1980s >> 1986 >> no-988-december-1986

China in World Capitalism

It will take more than a few racist remarks by the Duke of Edinburgh to put a damper on the Queen’s visit to China. A spokesman for the Chinese ruling class tactfully claimed to know nothing of the Duke’s clanger, signalling that the real purpose of the visit was not a journalists’ jamboree but talks about sales and business. British trade with China shows a sizeable surplus in Britain’s favour, but is still only a small proportion of China’s trade with the United States or West Germany. Just as the British capitalist class see a potentially massive market in a billion Chinese consumers. so their Chinese counterparts rely on exports to finance their high-technology imports. As the Chinese economy becomes more industrialised, so it becomes more integrated into, and dependent on, the world capitalist economy.

It is generally known that there are many “joint ventures” in China, jointly owned by overseas companies and the Chinese government. With its low rents, cheap labour power and lack of independent trade unions, China is an attractive manufacturing base for multi-national companies. Chinese-owned industry is pretty competitive in its own right in some areas and is winning ship building orders against tight competition, for instance. Already Chinese electronic goods are undercutting other low-cost producers; as was noted in the financial pages of the Guardian (16 October 1986):

    “Go into a Tottenham Court Road computer dealer and ask for the cheapest cassette loader. Chances are it will be made not in Taiwan or Hong Kong, but in China.”

Recent regulations have given joint ventures more autonomy and freedom to hire and fire workers, though they have not gone as far as many of the bosses of the companies wanted.

What is not so well-known is that China has set up over a hundred ventures of its own in other countries. For instance, there are joint fishing companies in Senegal and Sierra Leone. One Chinese corporation has purchased an area of woodland in the United States, the timber from which is exported to China. A joint venture to mine iron ore in Australia is under discussion.

China never has been fully isolated from world capitalism, and certainly is not nowadays. Any “bamboo curtain” which insulated China from the outside world has long since rotted away. So when China massively increases its exports of cotton (as has happened over the last year), the result is that the world market price for cotton falls by fifty percent – disrupting small third-world economies which rely on cotton exports. When China plans a new nuclear power station at Daya Bay, it inevitably affects the inhabitants of Hong Kong, who live a mere thirty miles away. When the world price of oil drops and Western oil companies find that the wells they drill in the South China Sea are dry, they begin to turn their attention to other potential oilfields and China has to hold its oil exports steady rather than increase them. When China s fourth largest export earner (behind textiles, oil and clothing) is armaments. ordinary people elsewhere in the world are butchered by them.

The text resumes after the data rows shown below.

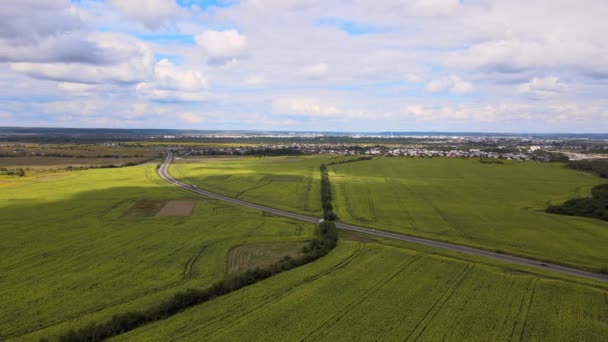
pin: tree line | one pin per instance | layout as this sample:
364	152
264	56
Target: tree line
325	240
595	206
12	172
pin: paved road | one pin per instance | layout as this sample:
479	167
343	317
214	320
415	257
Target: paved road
164	174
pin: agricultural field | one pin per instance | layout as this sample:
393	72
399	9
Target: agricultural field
372	291
289	183
499	207
493	206
81	246
36	157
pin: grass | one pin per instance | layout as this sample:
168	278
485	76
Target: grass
249	256
496	207
69	255
499	207
372	291
290	183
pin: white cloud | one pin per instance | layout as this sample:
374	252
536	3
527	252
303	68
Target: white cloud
81	89
222	45
312	108
171	82
543	86
135	64
255	80
453	84
152	13
190	118
314	71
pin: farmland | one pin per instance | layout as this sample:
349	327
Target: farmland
72	251
290	183
79	247
493	206
372	291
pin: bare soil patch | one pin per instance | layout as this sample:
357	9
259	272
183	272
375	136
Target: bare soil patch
148	208
249	256
285	178
177	208
143	208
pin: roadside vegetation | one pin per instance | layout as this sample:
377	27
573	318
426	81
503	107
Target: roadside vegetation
496	207
123	271
500	207
71	253
595	206
376	291
288	182
325	240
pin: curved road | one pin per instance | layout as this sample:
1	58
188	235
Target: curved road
164	174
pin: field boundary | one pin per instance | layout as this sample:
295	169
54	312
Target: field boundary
521	260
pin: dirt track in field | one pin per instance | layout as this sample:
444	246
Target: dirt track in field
177	208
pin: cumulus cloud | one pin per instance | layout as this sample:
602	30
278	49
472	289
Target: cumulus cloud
152	13
221	46
255	80
314	72
80	89
171	82
135	64
543	86
453	84
190	118
40	31
311	107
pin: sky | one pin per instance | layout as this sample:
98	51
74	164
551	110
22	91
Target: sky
299	65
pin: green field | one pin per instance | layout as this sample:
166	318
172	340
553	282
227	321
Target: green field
493	206
376	292
71	250
290	183
80	247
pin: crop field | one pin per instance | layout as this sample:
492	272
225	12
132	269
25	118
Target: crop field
492	206
377	292
290	183
71	251
249	256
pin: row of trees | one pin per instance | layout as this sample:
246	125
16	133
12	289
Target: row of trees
598	166
326	198
325	240
595	206
12	172
106	166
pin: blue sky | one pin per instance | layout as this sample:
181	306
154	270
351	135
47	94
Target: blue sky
433	65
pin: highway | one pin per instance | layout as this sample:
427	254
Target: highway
164	174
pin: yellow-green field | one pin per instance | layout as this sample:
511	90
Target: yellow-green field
71	252
375	292
492	206
290	183
80	247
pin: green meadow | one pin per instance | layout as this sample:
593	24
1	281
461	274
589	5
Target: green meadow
289	183
72	251
499	207
493	206
79	247
376	292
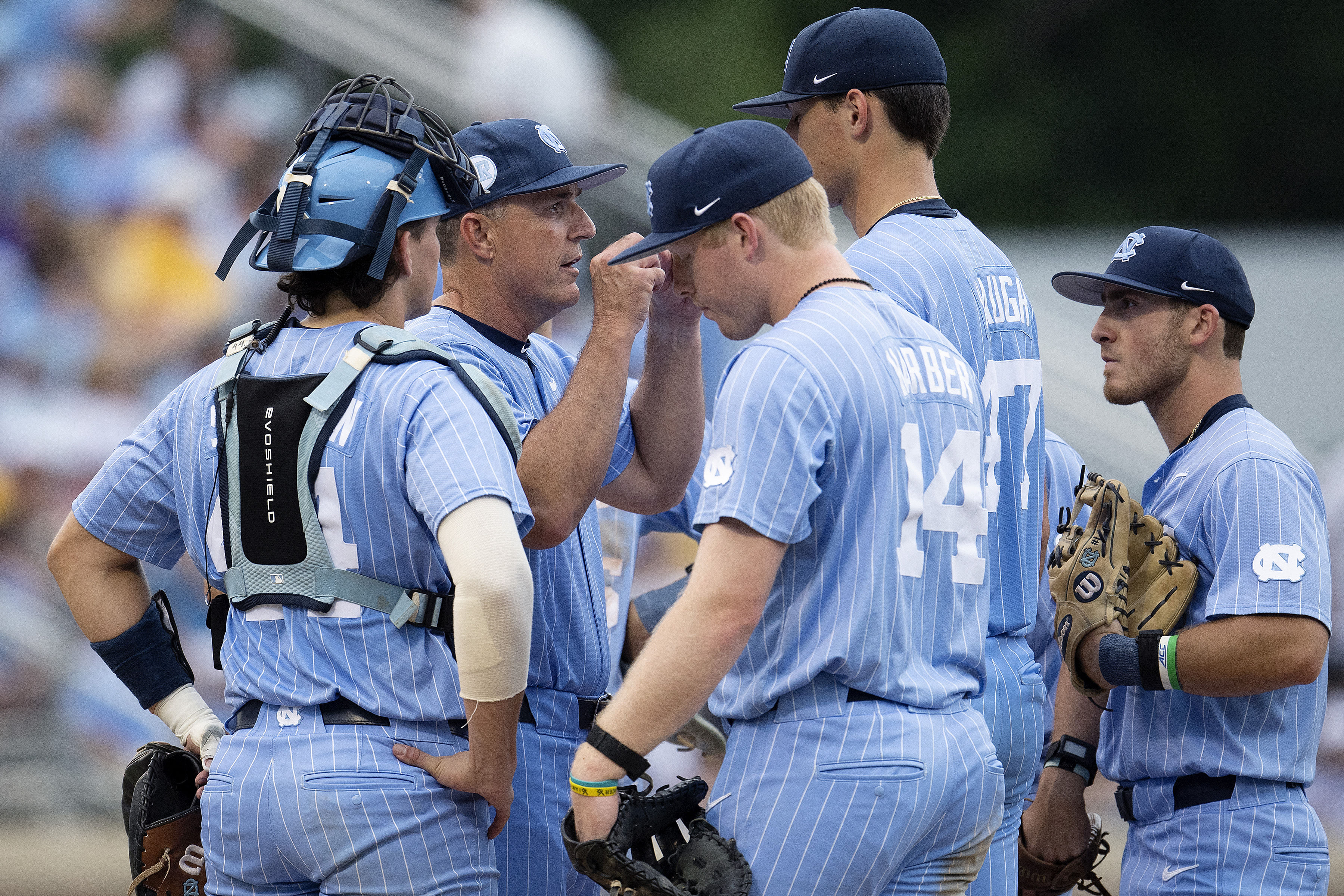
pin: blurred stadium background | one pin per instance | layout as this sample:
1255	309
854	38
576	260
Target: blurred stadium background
135	136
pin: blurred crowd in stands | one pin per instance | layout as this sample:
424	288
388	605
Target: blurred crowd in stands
132	146
135	139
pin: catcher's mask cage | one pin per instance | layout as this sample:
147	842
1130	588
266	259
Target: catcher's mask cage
380	113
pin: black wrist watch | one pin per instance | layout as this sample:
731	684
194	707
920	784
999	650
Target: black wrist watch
1073	755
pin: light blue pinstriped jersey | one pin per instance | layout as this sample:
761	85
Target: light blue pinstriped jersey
413	447
1062	468
569	624
948	273
1248	507
853	433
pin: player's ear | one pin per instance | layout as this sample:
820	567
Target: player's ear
748	233
1206	327
402	254
858	113
479	236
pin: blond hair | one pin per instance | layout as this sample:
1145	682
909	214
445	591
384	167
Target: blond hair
800	217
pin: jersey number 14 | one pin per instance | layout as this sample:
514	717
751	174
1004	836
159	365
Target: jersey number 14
965	520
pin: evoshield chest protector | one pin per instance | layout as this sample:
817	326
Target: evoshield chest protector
272	435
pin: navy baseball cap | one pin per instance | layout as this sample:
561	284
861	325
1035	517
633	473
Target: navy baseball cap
713	175
862	49
522	156
1174	262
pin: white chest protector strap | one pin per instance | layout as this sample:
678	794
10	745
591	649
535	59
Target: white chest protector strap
272	436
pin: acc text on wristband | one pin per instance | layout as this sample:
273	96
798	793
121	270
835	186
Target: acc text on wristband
593	788
1073	755
634	763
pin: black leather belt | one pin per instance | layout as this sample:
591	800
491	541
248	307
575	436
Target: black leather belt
338	712
1189	790
588	711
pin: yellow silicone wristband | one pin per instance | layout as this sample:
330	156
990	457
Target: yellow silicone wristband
584	790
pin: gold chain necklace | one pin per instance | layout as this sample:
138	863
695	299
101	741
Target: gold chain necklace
904	202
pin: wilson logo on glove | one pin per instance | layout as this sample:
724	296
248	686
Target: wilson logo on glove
1088	586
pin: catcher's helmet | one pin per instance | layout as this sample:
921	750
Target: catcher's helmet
350	184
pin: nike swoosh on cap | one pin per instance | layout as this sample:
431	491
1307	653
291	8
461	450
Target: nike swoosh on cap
1171	872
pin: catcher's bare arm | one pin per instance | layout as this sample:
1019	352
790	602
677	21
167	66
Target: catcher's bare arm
689	653
1237	656
108	595
105	588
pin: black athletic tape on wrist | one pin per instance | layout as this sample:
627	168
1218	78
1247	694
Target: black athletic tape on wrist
146	660
634	763
1117	657
1149	667
1073	755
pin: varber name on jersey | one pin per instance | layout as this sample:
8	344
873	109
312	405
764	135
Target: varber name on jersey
951	500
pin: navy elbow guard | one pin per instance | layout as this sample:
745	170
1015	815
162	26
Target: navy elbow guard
148	656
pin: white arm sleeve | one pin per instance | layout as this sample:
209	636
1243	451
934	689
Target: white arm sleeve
492	610
192	721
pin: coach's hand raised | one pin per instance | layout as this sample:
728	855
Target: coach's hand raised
622	293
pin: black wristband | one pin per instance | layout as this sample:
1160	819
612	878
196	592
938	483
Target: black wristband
634	763
1073	755
147	656
1149	668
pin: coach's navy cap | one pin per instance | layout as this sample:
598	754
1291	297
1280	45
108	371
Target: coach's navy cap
862	49
523	156
1174	262
713	175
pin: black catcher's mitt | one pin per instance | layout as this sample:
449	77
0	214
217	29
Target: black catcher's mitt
1050	879
163	822
662	846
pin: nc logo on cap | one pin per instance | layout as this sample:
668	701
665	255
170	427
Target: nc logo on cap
550	139
486	170
1129	248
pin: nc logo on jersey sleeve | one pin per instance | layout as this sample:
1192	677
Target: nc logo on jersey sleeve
1128	248
718	467
1279	563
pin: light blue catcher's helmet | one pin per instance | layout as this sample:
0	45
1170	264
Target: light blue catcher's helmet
349	182
367	162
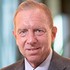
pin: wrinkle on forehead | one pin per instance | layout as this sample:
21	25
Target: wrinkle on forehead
32	15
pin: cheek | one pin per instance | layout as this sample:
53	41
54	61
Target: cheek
45	41
20	43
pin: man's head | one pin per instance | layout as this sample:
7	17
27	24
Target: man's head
34	31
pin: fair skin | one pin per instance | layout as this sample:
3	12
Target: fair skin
33	35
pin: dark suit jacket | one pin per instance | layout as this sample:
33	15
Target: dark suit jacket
57	63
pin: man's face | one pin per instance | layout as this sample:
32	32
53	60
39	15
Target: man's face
33	35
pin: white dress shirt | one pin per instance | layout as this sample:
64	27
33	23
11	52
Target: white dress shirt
43	66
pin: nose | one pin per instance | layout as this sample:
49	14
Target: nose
31	39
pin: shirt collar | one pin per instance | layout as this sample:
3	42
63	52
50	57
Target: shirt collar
43	66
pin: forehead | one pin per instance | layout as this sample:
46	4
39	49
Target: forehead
31	16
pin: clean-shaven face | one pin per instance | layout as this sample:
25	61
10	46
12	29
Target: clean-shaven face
33	35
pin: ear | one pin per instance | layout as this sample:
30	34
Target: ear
54	31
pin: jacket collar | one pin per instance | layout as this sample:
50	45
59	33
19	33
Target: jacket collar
56	62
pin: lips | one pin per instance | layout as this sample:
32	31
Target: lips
33	48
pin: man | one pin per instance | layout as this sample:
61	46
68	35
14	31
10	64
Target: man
35	33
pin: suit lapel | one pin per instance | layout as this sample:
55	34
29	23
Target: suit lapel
56	62
20	66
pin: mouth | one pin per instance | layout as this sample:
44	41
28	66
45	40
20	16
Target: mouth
32	49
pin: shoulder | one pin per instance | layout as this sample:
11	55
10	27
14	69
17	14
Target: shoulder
13	66
60	61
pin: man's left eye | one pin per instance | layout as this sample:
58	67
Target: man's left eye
39	32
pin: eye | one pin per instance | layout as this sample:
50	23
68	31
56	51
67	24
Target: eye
23	32
39	32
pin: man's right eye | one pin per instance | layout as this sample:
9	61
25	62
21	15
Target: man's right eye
23	32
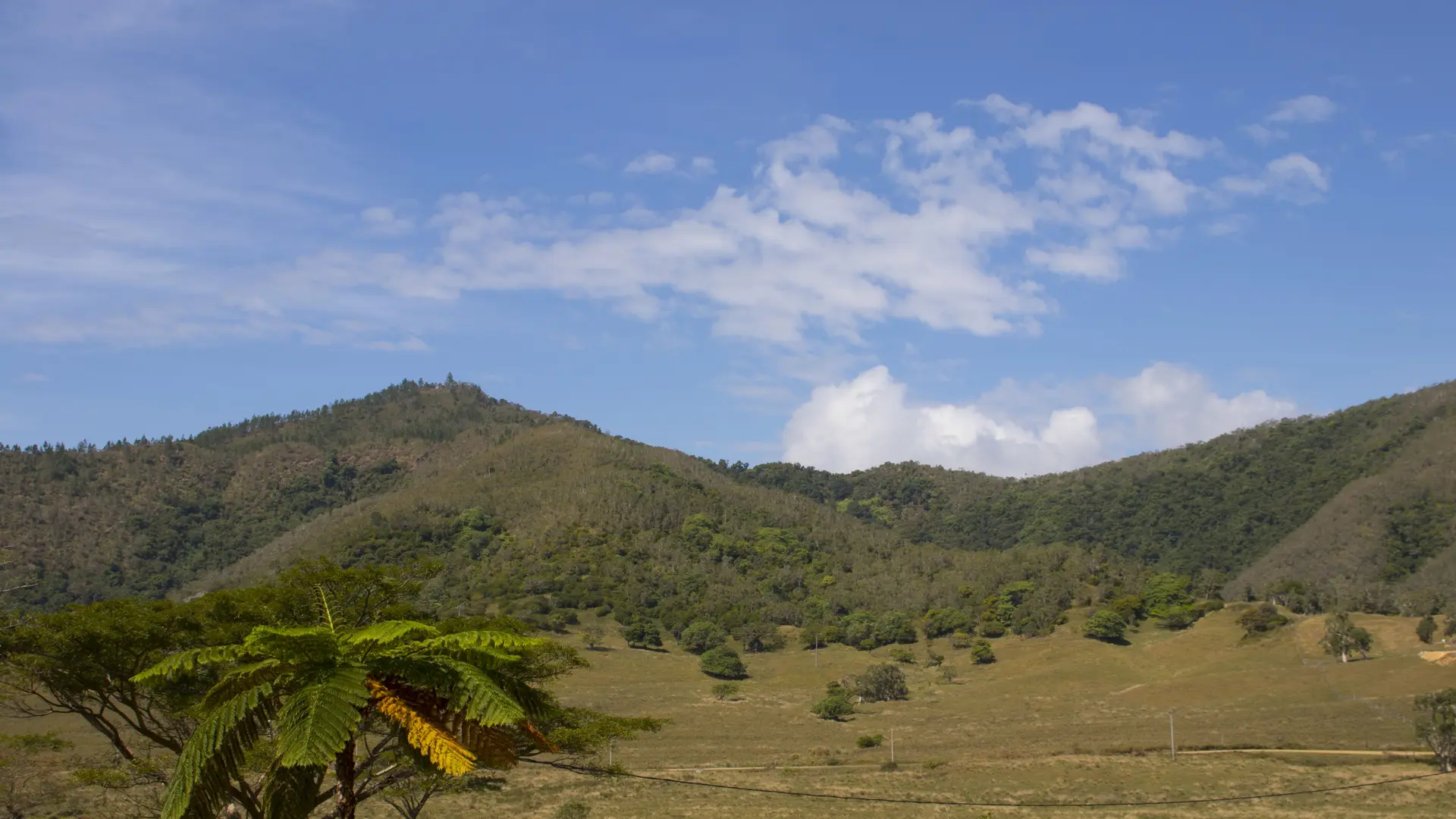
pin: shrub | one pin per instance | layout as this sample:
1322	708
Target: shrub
836	706
884	681
574	809
642	632
1261	620
702	635
1106	626
724	664
726	689
761	637
982	653
1426	630
593	637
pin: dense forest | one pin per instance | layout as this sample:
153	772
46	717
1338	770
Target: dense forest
544	515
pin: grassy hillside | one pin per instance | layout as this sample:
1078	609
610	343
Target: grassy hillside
1223	504
541	512
142	518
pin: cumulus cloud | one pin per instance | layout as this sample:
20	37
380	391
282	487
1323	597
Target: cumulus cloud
1302	110
1293	178
384	222
158	212
868	422
871	420
1172	406
651	162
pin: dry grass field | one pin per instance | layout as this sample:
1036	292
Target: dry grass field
1056	719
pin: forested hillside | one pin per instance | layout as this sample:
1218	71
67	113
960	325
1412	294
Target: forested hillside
542	513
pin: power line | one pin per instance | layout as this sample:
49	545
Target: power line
956	803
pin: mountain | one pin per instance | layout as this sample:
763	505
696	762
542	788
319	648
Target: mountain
538	510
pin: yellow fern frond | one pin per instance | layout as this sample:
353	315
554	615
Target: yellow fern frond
435	742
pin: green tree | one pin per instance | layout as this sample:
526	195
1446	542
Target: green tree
1343	637
1426	630
1106	626
1260	620
836	704
982	653
724	664
437	701
883	681
1436	725
702	635
642	632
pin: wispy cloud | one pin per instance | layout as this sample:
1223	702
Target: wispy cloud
1301	110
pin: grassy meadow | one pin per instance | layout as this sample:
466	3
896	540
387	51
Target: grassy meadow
1055	719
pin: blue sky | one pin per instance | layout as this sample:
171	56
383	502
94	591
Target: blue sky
1014	238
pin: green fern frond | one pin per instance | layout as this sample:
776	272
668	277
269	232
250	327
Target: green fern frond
291	793
199	786
293	643
187	662
240	678
389	632
473	642
318	720
479	697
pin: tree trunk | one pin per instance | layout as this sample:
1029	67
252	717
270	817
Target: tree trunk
344	798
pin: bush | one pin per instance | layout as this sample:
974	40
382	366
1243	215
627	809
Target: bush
726	689
593	637
761	637
884	681
1261	620
1426	630
724	664
1178	618
982	653
1106	626
574	809
702	635
642	632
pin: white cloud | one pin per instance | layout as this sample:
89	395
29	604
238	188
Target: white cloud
1172	406
1292	177
651	162
1310	108
384	222
1302	110
870	420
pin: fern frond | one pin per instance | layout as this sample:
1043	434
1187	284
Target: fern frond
476	695
389	632
187	662
465	642
433	741
319	719
215	752
242	678
291	793
300	643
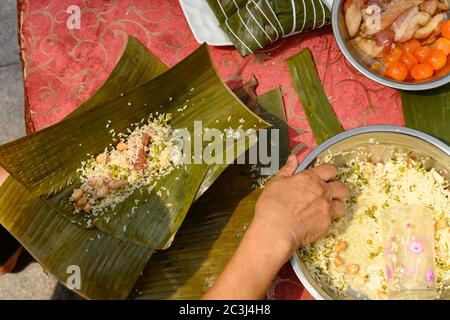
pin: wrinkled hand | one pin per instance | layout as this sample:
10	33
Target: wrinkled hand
297	209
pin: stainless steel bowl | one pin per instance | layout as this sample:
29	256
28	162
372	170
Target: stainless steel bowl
389	139
341	35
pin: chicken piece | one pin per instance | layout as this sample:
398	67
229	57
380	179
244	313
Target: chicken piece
340	246
353	16
368	47
376	18
429	6
430	27
406	25
443	5
385	38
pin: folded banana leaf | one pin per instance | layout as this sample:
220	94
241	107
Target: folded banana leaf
108	267
252	25
428	111
46	162
213	227
315	103
225	8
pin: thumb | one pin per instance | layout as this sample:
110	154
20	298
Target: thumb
289	168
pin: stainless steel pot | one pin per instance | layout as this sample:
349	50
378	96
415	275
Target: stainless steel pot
389	139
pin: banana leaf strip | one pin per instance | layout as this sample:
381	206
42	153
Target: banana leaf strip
46	162
108	267
428	111
252	25
211	232
315	103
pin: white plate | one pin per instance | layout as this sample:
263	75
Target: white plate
204	24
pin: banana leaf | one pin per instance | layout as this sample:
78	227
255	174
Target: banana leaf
315	103
225	8
46	162
253	25
109	267
428	111
212	230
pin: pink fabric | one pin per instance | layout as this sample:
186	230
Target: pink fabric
62	68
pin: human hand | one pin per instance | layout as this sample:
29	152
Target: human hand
297	209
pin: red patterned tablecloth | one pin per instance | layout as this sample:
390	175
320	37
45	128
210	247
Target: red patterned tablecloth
63	67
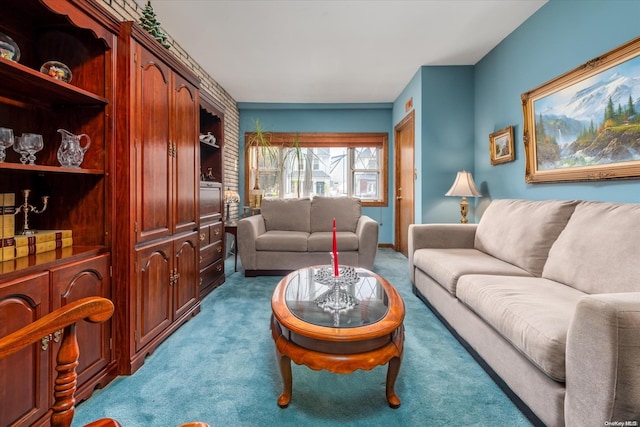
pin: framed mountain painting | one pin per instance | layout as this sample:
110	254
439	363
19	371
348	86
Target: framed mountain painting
585	124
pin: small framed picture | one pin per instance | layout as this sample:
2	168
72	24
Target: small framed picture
501	146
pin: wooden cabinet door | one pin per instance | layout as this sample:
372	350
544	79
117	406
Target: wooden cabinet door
186	171
25	391
79	280
153	162
154	305
187	272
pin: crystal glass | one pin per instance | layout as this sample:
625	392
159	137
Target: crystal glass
6	141
28	145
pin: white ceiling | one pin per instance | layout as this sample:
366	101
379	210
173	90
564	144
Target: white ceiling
334	51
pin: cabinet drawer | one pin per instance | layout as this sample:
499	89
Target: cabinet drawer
203	235
210	253
211	274
215	233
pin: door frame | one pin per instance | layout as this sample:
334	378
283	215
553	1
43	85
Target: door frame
408	120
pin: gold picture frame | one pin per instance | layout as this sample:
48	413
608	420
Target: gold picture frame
585	124
501	146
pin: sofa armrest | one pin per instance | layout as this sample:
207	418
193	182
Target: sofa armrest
602	363
248	231
367	232
438	236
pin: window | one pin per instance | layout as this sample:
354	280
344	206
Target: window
326	164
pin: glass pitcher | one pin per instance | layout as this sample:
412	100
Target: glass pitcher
71	153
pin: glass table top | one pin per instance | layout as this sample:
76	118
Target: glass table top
306	288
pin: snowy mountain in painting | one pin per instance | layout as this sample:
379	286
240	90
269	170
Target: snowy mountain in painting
589	103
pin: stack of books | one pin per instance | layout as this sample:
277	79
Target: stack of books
7	226
42	241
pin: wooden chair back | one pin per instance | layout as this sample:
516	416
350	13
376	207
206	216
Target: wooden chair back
91	309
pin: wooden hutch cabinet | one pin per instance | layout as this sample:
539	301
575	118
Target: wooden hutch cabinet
80	34
212	241
157	202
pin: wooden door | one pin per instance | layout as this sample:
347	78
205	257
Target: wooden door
154	307
153	161
25	390
186	273
78	280
186	172
405	177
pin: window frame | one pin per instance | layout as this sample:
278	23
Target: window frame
327	140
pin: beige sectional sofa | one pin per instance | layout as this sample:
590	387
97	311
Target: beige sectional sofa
546	294
294	233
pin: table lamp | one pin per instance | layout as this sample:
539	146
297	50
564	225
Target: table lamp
464	187
230	196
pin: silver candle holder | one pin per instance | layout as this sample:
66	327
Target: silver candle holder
27	208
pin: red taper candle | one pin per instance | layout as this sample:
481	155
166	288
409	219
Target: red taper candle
335	250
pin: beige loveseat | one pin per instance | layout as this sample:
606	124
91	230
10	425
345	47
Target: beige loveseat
547	294
295	233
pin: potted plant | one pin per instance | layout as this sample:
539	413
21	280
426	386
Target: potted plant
258	148
296	158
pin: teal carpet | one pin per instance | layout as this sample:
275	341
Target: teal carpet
220	368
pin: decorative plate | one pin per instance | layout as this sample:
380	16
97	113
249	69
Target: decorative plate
8	48
57	70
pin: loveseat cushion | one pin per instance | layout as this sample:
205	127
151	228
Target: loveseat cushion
446	266
530	312
286	214
346	211
599	249
282	241
521	232
322	241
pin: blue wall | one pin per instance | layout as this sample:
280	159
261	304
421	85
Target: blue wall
559	37
443	103
457	107
325	118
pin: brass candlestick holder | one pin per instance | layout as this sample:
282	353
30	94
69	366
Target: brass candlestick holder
26	208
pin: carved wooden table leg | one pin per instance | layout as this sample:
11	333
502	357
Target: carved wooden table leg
392	374
285	371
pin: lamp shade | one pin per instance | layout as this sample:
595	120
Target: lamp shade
231	196
463	186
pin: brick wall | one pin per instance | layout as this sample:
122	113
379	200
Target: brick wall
129	10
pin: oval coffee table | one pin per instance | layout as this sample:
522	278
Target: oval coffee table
368	335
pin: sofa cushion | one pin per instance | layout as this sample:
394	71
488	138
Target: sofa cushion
282	241
532	313
446	266
346	211
599	249
322	241
286	214
522	231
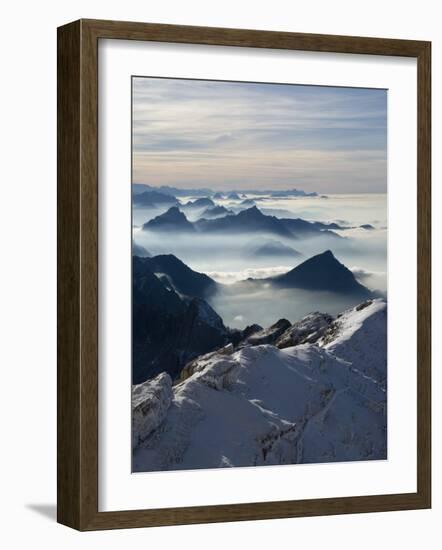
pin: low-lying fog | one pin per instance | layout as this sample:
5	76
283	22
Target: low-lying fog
229	259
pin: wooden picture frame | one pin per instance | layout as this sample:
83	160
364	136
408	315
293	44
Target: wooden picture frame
78	274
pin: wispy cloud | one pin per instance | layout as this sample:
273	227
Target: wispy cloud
224	134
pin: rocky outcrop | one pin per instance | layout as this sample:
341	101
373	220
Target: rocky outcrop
269	335
306	331
150	403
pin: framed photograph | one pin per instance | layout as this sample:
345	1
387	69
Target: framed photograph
237	212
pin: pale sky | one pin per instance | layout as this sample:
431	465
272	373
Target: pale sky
231	135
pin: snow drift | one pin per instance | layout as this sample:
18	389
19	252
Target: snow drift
320	401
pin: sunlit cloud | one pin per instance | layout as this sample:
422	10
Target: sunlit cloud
226	135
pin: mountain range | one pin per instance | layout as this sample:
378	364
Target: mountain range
322	272
250	220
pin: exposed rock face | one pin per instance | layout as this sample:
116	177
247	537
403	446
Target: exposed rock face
306	331
269	335
150	403
138	250
182	279
322	272
168	329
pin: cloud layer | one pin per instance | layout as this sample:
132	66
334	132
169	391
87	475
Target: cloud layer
245	135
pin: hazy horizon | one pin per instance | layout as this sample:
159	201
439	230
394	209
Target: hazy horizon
235	135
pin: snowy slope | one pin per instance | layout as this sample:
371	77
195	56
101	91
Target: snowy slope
263	405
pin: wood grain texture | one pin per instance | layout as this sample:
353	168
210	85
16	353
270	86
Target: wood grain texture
78	274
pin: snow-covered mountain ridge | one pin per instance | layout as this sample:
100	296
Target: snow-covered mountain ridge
320	401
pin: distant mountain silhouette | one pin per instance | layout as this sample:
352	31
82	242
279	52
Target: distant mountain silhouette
233	196
298	226
273	248
322	272
152	199
250	220
172	220
168	330
216	212
177	274
247	202
203	202
174	191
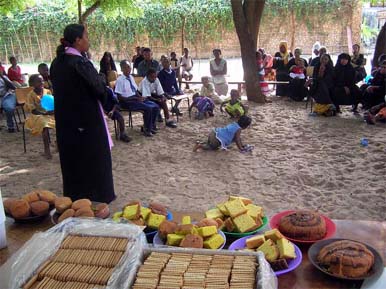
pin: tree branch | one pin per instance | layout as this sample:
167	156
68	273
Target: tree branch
89	11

The Chinese rulers depend on overseas equipment and expertise to modernise their own industry and agriculture. The Daya Bay nuclear plant is being built by a French company. and its “conventional” section by GEC. Pilkington’s are helping to set up a new glass factory in Shanghai, while even a duck farm in Guangzhou Province (producing over a million ducks a year) was established and stocked by a company from Lincolnshire. The export drive is intended to pay for all this. Hong Kong is a convenient captive market for exports, especially of food, hence the Chinese government’s treaty with Britain over the future of Hong Kong, designed to ensure that it remains stable and able to continue importing from China.

As a major competitor on the international trading scene, China has applied to join the General Agreement on Tariffs and Trade This may involve having to reduce some of its more severe import restrictions but will give it a voice in the inner councils of the body that attempts to regulate world trade. Already China has objected to a proposed textile protocol which is seen as too constraining and likely to limit China’s flax exports. At the same time, the Chinese government is discussing with the Chicago Board of Trade the possibility of participating in the futures market (that is. speculating on the future prices of grain, textiles and so on in order to make money).

Capitalism, with its imperative demand for profits, causes those who own the world to search ceaselessly for the cheapest and most reliable sources of raw materials and labour power and for the largest and most profitable markets. Divided into economic units called sometimes companies and sometimes countries, the owning class compete against each other for the right to exploit the working class. Decisions as to where to locate a particular factory or where to buy a particular material are made from the view point of economic gain, just as are decisions to close factories or to wage wars. As the Chinese rulers flex their muscles and play an ever more active role in this power game, the global nature of capitalism becomes ever clearer and so does the need for the global solution of socialism.